Dionna and Pheonix were closest in age growing up. He loved to be near her because of her sweet, caring voice. Any time he heard “Pheeny” in her voice, he’d turn quickly to receive her loving embrace. Very much like Nikki, Dionna was Pheonix’s friend and caretaker. She was always there to play a game or help him get something he needed. Dionna loved Pheonix’s laugh and crazy sense of humor. They would make faces at each other and laugh when grown-ups were being ridiculous in their eyes. And then there was Dane, Dionna’s older brother. Dane and Pheonix had a brothers relationship. I told Dane that the best gift he ever gave Pheonix was that he treated him with respect and love. Dane did not fear what others thought when he posted selfies with his “lil’ bro” or when he talked about his cousin to his friends. Their friendship motivated Pheonix to want more and to push himself harder because he wanted to be like his cousin Dane.
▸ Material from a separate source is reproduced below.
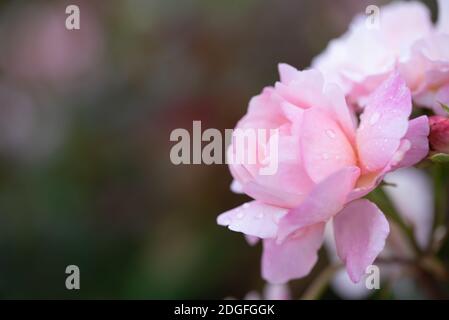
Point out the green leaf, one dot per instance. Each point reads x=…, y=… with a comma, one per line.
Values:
x=440, y=157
I always felt bad at family events when everyone would greet Pheonix and he would be looking past all of them to see Dane. When he saw him, this incredible smile would take over Pheonix’s face and there was nothing but joy that Dane was there. Their friendship was sealed when he and Pheonix sat and watched basketball together by themselves, away from the main group at a family event. Pheonix was 8 years old at the time, but had never been away from another adult or caretaker. I sat nervously in the other room and checked several times to make sure Dane didn’t need me to help Pheonix with anything. They both gave me the “what’s your deal” face when I would check on them. The next day Pheonix absolutely insisted he have a basketball he spotted at the store. Pheonix had never shown an interest in basketball before. That basketball still sits in his room as a treasured toy and memory. Pheonix had to be near Dane at every family event because he felt most independent when they were together. He wasn’t a boy with a disability with Dane; he was just a boy.
I am thankful for the friendships Pheonix had with his cousins. It was like having 9 brothers and sisters. They all had special gifts to give with their unique talents and differing personalities. Pheonix admired them all for their different strengths and used their love for him to increase his own strength. Life growing up would have been very different for Pheonix if he had not been surrounded by so many caring, amazing children. He experienced life though their interactions with him. He wanted to stand when they stood and he wanted to laugh and play when they did. Cousins are forever friends and I know that a little spark of his spirit passed to each of them so they can carry him with them and continue filling other lives with joy through their beautiful, accepting hearts.